Nevertheless, there is a good deal of sense in the central part of the speech, in which Sen focuses on the seemingly intractable economic imbalance between North and South within Europe (my emphasis throughout):
There is nothing particularly surprising about the problems of balance of payments and other economic adversities that many of the European countries––Greece, Spain, Portugal—have faced, given the inflexibility of the euro zone restrictions on exchange rate adjustment and monetary policies. The consequent crises and rescues involving demands for draconian cuts in public services have also frayed people’s tempers on both sides of the divide…..
[M]ost of the attention has tended to be concentrated on the shortrun survival of the euro, through providing liquidity to the troubled countries, by one means or another. Many alternative rescue efforts are being considered right now, such as new bailout packages helped by the financially stronger countries, or the floating of guaranteed euro bonds, or the purchase of Greek, Spanish, and other high-interest bonds from troubled countries by Germany (thereby earning high interest, without much risk, so long as the euro survives in its present form).
Many of these “rescue” proposals are certainly worth considering and may prove useful, but none of the proposals address—or are meant to address—the long-run viability problem arising from the inflexibility of the exchange rate through the shared euro, even as countries with relatively lower productivity growth (such as Greece and Spain and Italy) fall behind other countries in the euro zone in terms of competitiveness in trade. A country such as Greece may find that it has increasingly less it can sell abroad at the fixed exchange rate of the euro, unless what is not done by exchange rate adjustment is brought about by the brutal process of cutting wage rates—even in terms of the national currency—to an extent that would not be otherwise necessary.
In the absence of exchange rate adjustments, competitiveness for the countries falling behind can indeed be recovered through sharp wage cuts and other ways of cutting earnings, thereby reducing living standards more drastically than would be otherwise necessary. This would yield much extra suffering and an understandable resistance. There would also be political resistance to the other “solution” through increased migration of the population—for example, from Greece to Germany. A unified currency in a politically united federal country (such as in the United States of America) survives through means (such as substantial population movements and significant transfers) that are not available to a politically disunited Europe. Sooner or later the difficult question of the longrun viability of the euro would have to be addressed, even if the rescue plans are completely successful in preventing a breakdown of the euro in the short run.
All of this, it seems to me, circles the key point nicely, but without addressing it.
If, as Sen tells us three times, the major problem is exchange rate inflexibility, then perhaps we should do something about it, rather than fannying about with measures to counteract its effects – measures which in any event Sen concedes politically and socially unacceptable.
Now, keeping the euro AND creating exchange rate flexibility doesn’t exactly work, as two or more euro rates simply mean we get two currencies which happend to be called the same thing.

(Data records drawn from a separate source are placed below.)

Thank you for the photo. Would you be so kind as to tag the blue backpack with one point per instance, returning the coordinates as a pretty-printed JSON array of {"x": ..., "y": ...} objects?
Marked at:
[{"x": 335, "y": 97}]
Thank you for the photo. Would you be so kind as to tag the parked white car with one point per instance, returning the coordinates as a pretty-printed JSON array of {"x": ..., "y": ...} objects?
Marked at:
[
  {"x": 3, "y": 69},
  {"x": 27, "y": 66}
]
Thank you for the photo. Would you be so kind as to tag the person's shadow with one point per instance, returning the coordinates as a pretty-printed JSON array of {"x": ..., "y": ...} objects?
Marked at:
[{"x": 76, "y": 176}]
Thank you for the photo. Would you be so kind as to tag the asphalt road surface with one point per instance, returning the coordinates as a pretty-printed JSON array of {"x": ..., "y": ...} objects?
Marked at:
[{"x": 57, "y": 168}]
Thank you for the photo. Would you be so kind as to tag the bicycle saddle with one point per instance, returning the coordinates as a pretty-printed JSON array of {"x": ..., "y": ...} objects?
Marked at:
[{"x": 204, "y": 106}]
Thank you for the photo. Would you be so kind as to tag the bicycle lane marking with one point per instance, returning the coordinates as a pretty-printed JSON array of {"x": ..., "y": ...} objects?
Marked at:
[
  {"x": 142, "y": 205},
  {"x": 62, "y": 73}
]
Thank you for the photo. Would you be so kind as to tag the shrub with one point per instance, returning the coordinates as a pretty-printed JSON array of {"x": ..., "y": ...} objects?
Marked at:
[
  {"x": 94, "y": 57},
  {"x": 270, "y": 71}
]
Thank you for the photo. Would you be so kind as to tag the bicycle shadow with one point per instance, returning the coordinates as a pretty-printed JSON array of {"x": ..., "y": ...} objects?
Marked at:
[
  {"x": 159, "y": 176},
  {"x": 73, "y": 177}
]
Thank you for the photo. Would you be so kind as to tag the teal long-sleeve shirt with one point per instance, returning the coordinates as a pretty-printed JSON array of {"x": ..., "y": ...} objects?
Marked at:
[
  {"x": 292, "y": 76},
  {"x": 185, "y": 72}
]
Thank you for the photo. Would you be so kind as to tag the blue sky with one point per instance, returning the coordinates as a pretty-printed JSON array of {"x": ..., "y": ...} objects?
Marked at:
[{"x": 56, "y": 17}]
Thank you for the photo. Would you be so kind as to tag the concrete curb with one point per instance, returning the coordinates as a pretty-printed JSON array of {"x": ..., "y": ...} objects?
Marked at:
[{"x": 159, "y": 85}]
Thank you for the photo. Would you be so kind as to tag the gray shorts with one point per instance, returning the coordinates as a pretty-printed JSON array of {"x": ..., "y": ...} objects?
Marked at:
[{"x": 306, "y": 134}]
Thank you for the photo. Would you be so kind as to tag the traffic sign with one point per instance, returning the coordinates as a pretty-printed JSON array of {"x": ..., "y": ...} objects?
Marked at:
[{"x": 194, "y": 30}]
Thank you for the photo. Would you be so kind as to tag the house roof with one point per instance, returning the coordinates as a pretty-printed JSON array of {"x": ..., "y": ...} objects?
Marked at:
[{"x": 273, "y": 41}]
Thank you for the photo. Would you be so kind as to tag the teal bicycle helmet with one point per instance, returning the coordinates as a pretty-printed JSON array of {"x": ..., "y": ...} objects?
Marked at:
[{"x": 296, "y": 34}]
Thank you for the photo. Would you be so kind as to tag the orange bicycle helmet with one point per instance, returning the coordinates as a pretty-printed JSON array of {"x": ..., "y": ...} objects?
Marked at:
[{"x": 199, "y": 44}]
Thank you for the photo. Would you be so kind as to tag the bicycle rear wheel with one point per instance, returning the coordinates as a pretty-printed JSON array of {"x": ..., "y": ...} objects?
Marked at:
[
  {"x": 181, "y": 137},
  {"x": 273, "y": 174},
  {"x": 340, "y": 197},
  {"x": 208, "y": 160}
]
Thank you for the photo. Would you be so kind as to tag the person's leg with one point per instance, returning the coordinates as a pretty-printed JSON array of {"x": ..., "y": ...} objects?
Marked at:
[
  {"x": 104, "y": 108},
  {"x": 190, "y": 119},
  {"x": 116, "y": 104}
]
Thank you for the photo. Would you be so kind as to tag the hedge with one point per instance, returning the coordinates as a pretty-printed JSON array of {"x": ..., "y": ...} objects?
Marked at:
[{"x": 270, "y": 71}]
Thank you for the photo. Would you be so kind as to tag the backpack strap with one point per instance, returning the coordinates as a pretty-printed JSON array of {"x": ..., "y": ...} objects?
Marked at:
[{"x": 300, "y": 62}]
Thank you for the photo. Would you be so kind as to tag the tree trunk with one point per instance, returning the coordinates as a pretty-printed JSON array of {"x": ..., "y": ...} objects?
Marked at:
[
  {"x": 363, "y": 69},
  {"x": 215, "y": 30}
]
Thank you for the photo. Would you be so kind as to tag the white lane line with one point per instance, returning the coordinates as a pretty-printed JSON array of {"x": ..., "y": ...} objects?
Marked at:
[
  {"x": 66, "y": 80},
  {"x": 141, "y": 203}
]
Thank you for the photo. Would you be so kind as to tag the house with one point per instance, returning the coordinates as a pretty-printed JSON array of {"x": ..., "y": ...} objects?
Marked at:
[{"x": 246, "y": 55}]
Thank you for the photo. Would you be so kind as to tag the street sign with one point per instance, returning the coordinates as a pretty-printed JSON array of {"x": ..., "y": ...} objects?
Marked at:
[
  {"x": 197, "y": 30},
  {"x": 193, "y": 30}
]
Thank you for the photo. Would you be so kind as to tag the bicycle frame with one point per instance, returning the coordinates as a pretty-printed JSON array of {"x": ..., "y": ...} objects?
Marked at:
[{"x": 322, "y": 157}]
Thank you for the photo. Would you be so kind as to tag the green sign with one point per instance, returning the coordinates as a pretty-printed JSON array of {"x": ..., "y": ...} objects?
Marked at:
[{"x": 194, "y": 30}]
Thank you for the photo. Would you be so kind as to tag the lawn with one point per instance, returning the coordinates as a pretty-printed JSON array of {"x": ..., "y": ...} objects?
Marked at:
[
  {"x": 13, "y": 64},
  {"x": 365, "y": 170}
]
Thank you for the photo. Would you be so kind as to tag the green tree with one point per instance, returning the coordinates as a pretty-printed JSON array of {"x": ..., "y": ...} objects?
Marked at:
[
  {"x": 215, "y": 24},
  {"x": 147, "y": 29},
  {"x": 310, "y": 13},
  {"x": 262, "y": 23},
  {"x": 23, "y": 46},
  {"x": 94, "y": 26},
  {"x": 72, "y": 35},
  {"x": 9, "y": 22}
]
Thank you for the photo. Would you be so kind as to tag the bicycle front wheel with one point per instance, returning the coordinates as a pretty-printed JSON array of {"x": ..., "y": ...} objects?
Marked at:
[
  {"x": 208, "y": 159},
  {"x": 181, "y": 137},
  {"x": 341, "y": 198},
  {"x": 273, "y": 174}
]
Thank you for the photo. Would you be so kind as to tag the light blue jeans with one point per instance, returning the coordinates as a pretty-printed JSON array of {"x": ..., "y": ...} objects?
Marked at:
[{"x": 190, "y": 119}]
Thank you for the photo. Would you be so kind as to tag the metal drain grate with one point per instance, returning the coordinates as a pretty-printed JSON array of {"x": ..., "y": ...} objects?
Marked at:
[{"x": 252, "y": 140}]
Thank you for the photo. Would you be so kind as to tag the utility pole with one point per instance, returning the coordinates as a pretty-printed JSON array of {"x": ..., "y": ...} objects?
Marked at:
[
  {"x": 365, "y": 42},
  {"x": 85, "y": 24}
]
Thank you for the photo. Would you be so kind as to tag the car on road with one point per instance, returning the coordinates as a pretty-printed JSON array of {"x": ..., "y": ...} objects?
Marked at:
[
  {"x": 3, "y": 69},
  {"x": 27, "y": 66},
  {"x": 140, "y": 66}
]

But there is an alternative: the ‘artificial’ devaluation of economies within the euro through the introduction of mutually agreed export subsidies and import tariffs, which allows those countries with relatively poor trade balances to improve them through increased exports (including via limited inward investment based on these export advantages) and through import substitution processes.
Of course the immediate reaction will be that such an arrangement would breach the free trade tenets of the Single Market, and effectively negate the value the European Union/EEA as a trading bloc.

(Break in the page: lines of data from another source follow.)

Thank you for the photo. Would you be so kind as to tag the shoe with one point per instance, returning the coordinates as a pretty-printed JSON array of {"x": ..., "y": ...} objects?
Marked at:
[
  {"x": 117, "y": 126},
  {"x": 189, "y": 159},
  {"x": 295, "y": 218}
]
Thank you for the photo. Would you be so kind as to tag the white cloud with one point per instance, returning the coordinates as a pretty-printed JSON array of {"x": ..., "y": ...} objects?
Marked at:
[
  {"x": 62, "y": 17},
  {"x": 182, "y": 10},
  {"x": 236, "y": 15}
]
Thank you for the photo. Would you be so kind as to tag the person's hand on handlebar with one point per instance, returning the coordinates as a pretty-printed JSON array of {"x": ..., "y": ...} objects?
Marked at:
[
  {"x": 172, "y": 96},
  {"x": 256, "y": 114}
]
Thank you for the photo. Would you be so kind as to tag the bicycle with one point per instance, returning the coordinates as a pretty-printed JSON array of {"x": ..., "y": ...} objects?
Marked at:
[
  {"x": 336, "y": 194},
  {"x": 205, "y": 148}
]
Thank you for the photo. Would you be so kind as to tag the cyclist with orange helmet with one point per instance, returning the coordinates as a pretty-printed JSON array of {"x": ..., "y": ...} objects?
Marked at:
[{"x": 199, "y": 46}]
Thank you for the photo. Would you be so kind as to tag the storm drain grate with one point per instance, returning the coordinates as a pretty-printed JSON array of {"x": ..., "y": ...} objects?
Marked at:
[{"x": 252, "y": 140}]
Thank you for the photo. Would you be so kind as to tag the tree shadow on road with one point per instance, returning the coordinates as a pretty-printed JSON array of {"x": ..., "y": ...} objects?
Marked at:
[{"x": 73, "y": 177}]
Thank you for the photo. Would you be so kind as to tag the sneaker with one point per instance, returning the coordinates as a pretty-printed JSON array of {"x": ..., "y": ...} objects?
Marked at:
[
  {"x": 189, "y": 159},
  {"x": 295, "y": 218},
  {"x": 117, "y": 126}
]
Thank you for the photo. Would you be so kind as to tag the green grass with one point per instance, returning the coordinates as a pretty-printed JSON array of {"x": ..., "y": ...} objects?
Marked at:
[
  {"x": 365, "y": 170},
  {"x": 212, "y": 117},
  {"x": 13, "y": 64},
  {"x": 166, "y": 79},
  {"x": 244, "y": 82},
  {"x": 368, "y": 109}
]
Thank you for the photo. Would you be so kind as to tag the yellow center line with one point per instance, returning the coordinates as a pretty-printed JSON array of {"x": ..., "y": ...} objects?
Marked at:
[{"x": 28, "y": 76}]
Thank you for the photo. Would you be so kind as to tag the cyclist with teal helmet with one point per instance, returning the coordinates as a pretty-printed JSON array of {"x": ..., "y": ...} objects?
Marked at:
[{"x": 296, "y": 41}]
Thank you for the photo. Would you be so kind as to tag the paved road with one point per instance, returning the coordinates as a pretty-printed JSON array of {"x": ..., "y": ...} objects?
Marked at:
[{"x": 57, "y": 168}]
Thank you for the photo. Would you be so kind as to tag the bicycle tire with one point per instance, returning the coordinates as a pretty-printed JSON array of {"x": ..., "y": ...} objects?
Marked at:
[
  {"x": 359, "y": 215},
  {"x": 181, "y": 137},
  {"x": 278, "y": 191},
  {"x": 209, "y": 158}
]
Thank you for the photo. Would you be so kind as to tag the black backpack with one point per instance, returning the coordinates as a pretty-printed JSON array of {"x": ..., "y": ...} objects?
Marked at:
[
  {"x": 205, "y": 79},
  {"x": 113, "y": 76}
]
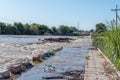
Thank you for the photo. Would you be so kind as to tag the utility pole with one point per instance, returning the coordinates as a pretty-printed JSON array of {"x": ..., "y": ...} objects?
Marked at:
[
  {"x": 78, "y": 25},
  {"x": 116, "y": 10}
]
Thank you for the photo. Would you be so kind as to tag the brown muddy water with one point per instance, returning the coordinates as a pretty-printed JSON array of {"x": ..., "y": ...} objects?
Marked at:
[{"x": 69, "y": 64}]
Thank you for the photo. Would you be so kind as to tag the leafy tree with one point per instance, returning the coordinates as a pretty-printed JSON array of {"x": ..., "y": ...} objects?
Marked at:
[
  {"x": 43, "y": 29},
  {"x": 54, "y": 31},
  {"x": 33, "y": 30},
  {"x": 20, "y": 27},
  {"x": 100, "y": 27}
]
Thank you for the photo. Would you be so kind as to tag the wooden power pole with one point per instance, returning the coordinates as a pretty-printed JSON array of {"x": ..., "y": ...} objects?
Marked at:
[{"x": 116, "y": 10}]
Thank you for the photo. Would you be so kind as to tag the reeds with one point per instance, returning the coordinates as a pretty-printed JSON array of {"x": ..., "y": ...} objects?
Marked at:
[{"x": 109, "y": 43}]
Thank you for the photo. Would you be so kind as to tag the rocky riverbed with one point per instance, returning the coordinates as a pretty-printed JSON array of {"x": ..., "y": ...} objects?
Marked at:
[{"x": 11, "y": 54}]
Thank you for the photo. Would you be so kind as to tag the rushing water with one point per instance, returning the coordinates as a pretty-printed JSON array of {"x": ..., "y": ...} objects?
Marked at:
[
  {"x": 23, "y": 39},
  {"x": 69, "y": 59}
]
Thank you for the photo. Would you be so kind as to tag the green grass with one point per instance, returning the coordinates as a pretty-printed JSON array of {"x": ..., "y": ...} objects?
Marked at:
[{"x": 109, "y": 43}]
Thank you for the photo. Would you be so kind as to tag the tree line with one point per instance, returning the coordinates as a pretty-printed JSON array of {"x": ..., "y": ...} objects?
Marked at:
[{"x": 19, "y": 28}]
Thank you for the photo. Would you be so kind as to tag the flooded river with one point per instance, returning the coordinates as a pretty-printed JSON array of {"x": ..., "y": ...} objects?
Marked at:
[
  {"x": 69, "y": 64},
  {"x": 23, "y": 39}
]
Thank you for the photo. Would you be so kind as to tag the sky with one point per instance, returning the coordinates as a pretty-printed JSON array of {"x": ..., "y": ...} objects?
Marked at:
[{"x": 59, "y": 12}]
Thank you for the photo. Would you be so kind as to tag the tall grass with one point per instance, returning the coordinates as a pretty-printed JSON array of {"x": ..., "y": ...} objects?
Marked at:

As I set out here, however, that’s not actually the case; Article 32 of the Lisbon Treaty allows wiggle room on the ”prohibition” of “duties on imports and exports and charges having equivalent effect” in cases where there is a need to:
avoid serious disturbances in the economies of Member States and to ensure rational development of production and an expansion of consumption within the Union.

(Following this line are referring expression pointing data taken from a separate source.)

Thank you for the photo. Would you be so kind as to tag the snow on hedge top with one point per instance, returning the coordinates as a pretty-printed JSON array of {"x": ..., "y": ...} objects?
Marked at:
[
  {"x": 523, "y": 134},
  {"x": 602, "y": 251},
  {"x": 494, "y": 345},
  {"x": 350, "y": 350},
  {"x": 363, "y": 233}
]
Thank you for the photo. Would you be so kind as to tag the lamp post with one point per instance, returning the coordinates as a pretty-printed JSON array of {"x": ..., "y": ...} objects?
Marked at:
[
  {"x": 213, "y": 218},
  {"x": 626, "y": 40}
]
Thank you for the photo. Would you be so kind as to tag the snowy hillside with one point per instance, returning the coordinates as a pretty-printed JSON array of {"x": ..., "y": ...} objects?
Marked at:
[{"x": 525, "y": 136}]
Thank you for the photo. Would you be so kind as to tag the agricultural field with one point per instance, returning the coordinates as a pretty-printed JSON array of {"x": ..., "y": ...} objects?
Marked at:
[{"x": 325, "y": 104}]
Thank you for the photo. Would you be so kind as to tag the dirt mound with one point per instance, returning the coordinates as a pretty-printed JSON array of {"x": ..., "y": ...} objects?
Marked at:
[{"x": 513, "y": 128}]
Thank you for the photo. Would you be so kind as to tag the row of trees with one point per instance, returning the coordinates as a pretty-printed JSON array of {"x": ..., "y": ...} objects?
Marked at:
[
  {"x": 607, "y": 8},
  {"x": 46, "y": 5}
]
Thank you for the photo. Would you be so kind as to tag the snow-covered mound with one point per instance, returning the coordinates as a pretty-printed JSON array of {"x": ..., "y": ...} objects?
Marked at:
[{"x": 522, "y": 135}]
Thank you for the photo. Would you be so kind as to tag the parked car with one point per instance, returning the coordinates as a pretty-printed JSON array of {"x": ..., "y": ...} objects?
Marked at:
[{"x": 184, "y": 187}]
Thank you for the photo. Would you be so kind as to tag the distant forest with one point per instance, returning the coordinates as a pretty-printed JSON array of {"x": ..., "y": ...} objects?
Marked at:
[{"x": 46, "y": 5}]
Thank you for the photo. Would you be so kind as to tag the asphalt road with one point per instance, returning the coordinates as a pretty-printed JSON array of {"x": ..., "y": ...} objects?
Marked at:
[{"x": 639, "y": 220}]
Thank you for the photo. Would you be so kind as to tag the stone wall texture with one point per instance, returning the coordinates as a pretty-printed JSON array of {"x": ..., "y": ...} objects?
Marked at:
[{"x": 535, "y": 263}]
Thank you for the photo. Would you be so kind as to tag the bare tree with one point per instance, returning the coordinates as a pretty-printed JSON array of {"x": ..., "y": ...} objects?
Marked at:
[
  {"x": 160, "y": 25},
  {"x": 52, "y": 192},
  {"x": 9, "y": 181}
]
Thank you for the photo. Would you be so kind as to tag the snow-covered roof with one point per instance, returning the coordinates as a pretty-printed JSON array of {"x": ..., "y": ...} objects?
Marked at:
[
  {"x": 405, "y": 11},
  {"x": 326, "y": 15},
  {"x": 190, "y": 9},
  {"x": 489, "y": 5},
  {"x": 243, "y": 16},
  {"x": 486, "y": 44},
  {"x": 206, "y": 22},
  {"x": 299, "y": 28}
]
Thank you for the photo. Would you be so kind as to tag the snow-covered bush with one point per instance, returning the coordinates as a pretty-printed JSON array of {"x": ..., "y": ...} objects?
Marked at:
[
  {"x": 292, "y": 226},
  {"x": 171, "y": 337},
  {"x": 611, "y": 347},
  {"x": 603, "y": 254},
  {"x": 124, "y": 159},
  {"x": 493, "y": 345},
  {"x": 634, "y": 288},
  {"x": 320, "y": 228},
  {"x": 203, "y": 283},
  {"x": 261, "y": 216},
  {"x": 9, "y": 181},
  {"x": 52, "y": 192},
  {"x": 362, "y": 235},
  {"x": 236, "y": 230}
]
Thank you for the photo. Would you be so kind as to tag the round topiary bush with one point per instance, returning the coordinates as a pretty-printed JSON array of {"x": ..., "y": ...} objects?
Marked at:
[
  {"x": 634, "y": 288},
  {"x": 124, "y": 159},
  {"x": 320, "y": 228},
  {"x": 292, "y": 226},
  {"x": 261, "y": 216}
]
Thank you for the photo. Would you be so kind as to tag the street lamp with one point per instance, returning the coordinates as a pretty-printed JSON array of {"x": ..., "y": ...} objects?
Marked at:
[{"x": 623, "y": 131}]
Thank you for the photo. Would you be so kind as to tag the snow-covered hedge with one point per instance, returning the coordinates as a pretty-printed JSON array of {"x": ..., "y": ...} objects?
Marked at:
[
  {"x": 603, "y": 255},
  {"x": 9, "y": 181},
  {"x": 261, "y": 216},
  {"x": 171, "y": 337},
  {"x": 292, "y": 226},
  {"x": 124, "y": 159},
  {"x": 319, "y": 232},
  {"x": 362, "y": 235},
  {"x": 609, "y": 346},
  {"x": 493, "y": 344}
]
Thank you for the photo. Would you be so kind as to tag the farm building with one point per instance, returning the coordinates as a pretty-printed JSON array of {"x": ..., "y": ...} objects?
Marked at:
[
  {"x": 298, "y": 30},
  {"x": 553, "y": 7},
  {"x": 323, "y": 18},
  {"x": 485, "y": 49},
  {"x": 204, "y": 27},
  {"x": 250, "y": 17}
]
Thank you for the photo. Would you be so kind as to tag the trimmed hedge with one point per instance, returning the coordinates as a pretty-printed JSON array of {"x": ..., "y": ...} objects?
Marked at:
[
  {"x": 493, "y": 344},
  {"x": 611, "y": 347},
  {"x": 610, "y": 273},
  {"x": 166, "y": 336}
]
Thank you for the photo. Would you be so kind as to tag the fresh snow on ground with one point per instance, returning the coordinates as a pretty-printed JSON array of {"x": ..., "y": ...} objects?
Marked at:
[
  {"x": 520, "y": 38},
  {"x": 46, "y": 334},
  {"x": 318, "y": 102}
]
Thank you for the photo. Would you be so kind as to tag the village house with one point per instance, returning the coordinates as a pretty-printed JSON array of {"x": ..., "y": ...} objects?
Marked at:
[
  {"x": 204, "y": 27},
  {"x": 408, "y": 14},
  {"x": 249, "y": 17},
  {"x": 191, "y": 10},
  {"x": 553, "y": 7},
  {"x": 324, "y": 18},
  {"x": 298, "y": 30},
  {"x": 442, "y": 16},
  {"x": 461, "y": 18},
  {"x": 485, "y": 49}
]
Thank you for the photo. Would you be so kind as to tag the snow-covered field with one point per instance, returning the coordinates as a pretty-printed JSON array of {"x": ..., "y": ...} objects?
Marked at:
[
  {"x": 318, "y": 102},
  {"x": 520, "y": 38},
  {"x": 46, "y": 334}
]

If events we’re witnessing now in Europe aren’t serious disturbances in need of a whole lot of rational development, then I don’t what events are.
The unthinkable about the Single Market needs to become the thinkable. (After all, restriction of movement within the EU, the other key principle underlying the Single Market, has suddenly become thinkable again.)
Amartya Sen at least pointed out main obstacle to euro viability in his recent speech. Now we just need to move that obstacle.